According to this Spiegel article, various high-profile German economists are asking the government to force banks to accept government equity participations.
The strange bit: They don't say which banks. Right now, the only major banks without government involvement are Deutsche Bank and HypoVereinsbank. And currently, those two banks appear to fulfill the solvency requirements. So on what grounds would Berlin be allowed to force a partial nationalization on them?
But it gets even better:
The reaons for the partial nationalisation are stated as follows:
Der Bund hätte zudem Einfluss auf die Geschäftspolitik und könne die Institute zur Kreditvergabe zwingen. Außerdem könne die Regierung die Banken von einer Rückkehr zu ihren früheren gefährlichen Geschäftspraktiken abhalten.

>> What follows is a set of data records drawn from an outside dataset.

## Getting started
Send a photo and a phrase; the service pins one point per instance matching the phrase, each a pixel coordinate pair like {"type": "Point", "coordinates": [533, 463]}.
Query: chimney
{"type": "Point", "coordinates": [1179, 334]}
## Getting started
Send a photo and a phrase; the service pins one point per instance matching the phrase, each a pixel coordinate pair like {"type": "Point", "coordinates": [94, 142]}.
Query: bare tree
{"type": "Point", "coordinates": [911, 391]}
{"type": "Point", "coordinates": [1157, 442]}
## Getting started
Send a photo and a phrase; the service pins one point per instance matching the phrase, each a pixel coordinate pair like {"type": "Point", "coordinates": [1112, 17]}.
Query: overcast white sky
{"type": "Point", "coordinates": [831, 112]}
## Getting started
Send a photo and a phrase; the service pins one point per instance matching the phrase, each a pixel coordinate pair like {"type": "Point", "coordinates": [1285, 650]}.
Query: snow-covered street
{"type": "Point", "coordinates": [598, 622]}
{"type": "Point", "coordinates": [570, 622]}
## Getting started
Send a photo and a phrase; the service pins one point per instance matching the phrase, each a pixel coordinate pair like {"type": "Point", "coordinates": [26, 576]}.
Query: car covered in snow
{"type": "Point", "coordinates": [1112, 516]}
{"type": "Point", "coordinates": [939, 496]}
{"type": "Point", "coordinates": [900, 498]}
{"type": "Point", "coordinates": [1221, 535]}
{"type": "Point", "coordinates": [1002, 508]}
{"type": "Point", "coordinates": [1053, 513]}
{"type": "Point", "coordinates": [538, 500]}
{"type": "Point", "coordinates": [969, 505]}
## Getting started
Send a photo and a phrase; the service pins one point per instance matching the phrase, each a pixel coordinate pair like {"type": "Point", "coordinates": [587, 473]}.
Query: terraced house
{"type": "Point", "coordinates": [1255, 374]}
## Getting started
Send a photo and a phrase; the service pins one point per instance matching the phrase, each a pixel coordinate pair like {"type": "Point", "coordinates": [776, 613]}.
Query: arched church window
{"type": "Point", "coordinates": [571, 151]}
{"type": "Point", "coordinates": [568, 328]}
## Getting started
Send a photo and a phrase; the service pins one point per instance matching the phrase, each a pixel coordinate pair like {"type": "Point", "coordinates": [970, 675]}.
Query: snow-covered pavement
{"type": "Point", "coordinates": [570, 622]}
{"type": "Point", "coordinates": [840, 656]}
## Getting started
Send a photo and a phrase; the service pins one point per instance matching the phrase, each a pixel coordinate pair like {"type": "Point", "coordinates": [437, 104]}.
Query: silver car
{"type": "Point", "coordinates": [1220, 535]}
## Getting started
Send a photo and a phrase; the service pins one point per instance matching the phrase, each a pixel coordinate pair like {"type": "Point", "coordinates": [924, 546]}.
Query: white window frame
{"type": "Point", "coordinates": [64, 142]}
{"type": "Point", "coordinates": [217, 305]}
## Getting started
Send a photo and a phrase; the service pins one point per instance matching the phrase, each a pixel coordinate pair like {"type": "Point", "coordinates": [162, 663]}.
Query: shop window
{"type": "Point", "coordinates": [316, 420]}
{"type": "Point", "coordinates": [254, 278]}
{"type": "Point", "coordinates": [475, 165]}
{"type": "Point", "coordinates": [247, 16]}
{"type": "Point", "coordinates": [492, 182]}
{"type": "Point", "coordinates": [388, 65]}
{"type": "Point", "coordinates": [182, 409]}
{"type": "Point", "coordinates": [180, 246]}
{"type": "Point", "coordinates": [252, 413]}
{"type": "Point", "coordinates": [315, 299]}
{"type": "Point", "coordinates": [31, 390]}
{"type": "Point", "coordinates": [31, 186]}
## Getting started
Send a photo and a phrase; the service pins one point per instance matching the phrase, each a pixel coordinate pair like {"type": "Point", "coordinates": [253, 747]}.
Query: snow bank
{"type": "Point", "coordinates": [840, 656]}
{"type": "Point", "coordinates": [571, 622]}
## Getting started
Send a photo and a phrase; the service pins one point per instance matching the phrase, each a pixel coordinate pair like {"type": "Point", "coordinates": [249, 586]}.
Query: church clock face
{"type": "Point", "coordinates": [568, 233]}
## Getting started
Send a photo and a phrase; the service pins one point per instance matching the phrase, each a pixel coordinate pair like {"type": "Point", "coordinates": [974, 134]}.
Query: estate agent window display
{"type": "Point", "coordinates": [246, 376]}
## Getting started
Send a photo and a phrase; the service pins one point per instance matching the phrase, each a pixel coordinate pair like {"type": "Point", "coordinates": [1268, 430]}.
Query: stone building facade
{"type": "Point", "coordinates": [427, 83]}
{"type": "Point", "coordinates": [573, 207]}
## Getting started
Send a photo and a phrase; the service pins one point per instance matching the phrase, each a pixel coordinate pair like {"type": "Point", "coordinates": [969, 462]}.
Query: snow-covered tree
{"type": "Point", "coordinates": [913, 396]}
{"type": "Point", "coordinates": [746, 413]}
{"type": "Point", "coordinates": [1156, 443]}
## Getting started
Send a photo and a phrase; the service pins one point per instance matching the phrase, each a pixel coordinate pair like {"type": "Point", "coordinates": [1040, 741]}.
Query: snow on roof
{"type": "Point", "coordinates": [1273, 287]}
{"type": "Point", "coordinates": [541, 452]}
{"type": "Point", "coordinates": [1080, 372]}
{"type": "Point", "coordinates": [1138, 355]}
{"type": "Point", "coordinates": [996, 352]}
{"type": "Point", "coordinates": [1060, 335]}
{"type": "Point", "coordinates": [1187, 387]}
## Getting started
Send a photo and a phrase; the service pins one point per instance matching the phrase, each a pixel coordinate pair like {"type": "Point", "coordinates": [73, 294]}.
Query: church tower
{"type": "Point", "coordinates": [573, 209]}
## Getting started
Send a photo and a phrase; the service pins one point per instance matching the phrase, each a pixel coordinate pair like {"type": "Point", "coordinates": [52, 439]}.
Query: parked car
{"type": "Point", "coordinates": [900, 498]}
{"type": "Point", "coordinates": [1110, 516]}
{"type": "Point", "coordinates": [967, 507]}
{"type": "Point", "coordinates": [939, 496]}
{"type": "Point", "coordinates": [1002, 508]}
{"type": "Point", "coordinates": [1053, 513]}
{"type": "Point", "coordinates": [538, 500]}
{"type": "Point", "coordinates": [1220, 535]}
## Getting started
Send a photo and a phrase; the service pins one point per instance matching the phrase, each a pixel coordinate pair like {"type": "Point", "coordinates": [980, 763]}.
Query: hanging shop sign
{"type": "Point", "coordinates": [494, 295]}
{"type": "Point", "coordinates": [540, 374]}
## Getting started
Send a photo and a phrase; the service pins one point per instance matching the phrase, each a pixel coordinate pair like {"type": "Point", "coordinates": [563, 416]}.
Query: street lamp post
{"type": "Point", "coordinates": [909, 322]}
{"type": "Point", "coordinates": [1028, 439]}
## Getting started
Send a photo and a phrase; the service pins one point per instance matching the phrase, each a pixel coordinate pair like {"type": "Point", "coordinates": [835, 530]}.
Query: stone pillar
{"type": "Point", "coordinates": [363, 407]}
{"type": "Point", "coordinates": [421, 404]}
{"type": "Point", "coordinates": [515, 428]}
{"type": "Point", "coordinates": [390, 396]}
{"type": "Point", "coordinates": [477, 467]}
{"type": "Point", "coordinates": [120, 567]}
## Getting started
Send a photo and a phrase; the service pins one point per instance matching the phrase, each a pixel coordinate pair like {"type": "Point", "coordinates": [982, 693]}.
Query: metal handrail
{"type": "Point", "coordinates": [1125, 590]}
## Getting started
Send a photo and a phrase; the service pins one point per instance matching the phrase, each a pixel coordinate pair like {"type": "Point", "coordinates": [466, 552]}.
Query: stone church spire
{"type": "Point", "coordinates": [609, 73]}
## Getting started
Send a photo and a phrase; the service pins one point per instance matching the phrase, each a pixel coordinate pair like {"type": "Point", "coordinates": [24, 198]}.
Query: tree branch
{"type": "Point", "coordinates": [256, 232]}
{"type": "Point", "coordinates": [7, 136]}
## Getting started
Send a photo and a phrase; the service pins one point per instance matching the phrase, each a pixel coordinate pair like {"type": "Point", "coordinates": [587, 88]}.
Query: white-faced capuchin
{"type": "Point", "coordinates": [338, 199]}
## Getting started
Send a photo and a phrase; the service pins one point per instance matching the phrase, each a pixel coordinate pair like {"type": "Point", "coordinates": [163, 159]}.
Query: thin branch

On one hand, the banks should be forced to lend more. On the other hand, the government can make sure that the banks will not return to "dangerous practices of earlier times". Right. State-owned banks do a much better job of avoiding "dangerous practices", as evidenced by the great shape of the Landesbanken. And of course being forced to lower lending standards in recessionary times does not constitute "dangerous practices".
(As posted many times already, I am not against nationalising banks that do not have an appropriate level of capital. But only to avoid setting the wrong incentives. Certainly not to force them to lend more or to institute superior risk management practices.)